One idea that you will never hear expressed by either Barack Obama or John McCain in this presidential race is the notion that a chief task of US foreign policy in the next administration will be to gracefully manage an adversely shifting global power balance and significantly diminished US influence. this is not a hypothetical issue, but one that stares us in the face today.
The failure to recognise this shift in power has been all too evident in the events leading up to the Russian intervention in Georgia. Since the Yeltsin years, the US has had a series of policy differences with the Russians, including Nato expansion, the Balkans, missile defence, policy towards Iran and human rights in Russia itself. Diplomacy, such as it was, consisted of persuading Russia to accept all of the items on our list and telling them their fears and concerns were groundless. The US never regarded the relationship as a bargaining situation in which it would give up things it wanted in return for things the Russians wanted. Like the proverbial Englishman speaking to a foreigner, we thought we could make them understand us by repeating ourselves in a louder voice.

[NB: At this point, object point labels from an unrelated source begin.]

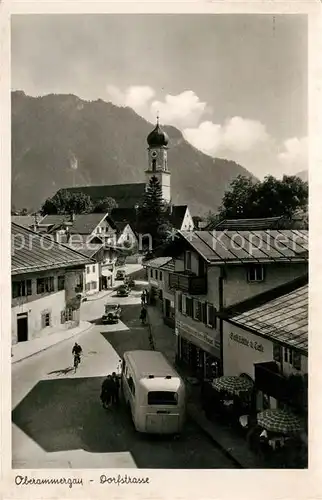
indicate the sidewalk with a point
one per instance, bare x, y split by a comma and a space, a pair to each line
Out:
232, 444
27, 349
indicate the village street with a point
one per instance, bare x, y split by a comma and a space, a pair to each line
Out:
58, 420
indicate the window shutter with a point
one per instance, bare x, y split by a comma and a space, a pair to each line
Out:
214, 316
180, 302
204, 312
277, 353
297, 360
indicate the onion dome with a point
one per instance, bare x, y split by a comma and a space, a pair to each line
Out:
157, 137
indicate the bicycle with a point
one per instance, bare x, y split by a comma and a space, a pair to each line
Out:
76, 361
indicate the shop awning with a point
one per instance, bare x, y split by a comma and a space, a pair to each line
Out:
106, 272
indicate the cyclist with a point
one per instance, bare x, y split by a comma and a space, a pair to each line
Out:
77, 351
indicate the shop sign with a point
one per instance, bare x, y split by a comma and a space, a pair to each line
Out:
195, 333
246, 342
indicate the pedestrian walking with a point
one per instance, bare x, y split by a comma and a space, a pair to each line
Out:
115, 389
143, 315
106, 391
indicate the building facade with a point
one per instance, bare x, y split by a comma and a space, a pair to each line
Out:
208, 277
46, 278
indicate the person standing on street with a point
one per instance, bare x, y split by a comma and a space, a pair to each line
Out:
106, 391
116, 388
143, 315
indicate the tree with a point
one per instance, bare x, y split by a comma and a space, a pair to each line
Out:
153, 214
269, 198
64, 202
105, 205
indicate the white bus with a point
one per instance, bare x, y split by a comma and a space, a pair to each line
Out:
154, 392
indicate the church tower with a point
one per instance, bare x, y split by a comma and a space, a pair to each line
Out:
158, 161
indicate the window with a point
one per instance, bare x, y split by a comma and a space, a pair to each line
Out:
277, 353
69, 314
184, 304
255, 272
21, 288
288, 355
188, 261
197, 310
180, 297
297, 360
162, 398
61, 282
211, 318
45, 285
131, 384
45, 319
189, 307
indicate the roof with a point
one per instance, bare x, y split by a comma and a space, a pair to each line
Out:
157, 262
86, 223
87, 249
54, 219
284, 319
32, 252
219, 247
245, 224
177, 215
125, 195
168, 266
24, 220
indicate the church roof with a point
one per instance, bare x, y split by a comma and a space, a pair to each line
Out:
125, 195
178, 214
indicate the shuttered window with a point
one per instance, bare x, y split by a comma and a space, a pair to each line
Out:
189, 307
277, 352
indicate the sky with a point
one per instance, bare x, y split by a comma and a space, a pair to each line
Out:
235, 85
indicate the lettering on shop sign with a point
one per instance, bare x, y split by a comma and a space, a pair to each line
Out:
248, 343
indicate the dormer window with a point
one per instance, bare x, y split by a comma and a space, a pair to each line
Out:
255, 273
188, 261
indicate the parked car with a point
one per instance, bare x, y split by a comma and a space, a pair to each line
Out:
120, 274
81, 296
112, 313
123, 291
129, 282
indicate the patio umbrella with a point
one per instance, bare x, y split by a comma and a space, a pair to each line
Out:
233, 384
278, 420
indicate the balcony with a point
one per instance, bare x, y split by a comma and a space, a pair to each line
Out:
188, 283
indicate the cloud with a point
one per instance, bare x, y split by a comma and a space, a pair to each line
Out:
182, 110
236, 134
294, 155
136, 97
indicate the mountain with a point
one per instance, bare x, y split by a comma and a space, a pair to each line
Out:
303, 175
61, 141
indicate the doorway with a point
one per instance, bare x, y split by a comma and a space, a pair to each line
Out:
22, 327
167, 306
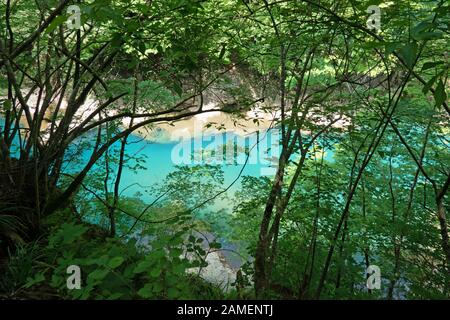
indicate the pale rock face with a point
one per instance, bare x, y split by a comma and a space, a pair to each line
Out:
217, 272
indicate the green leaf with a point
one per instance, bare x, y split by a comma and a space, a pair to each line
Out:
428, 35
7, 105
142, 266
55, 23
429, 84
439, 94
115, 262
155, 272
98, 274
390, 47
172, 293
146, 291
409, 54
429, 65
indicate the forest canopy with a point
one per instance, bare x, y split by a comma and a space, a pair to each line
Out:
224, 149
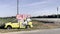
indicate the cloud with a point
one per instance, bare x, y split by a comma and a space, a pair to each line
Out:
36, 3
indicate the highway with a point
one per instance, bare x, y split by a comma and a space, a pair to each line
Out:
46, 31
57, 20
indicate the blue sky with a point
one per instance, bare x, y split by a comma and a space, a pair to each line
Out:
32, 7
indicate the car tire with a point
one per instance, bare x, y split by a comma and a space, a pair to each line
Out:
27, 27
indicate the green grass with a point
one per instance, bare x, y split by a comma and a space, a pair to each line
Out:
36, 25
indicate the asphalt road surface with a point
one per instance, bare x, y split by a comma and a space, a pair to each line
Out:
48, 19
47, 31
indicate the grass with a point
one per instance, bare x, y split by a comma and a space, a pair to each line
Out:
36, 25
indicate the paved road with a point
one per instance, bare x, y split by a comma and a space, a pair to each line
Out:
48, 31
48, 19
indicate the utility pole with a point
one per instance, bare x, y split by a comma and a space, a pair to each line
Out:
57, 12
17, 7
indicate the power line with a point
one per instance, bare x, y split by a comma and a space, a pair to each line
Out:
17, 6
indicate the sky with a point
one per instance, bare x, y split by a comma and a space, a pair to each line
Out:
31, 7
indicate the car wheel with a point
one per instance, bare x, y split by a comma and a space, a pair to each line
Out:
9, 27
27, 27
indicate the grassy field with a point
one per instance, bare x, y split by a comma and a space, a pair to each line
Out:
36, 24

This posture by the Bush administration reflected the balance of power that existed in the 1990s, when Russia was weak and had few cards to play. But that has changed. The contrast between Moscow's intervention in Chechnya in 1994 and Georgia in 2008 is dramatic: much as the US did not like Russian behaviour in crushing Chechen separatism, the Russian military operation was so incompetent that it seemed to set few ominous precedents. Today, all thoughts are on where Russian power will be used next.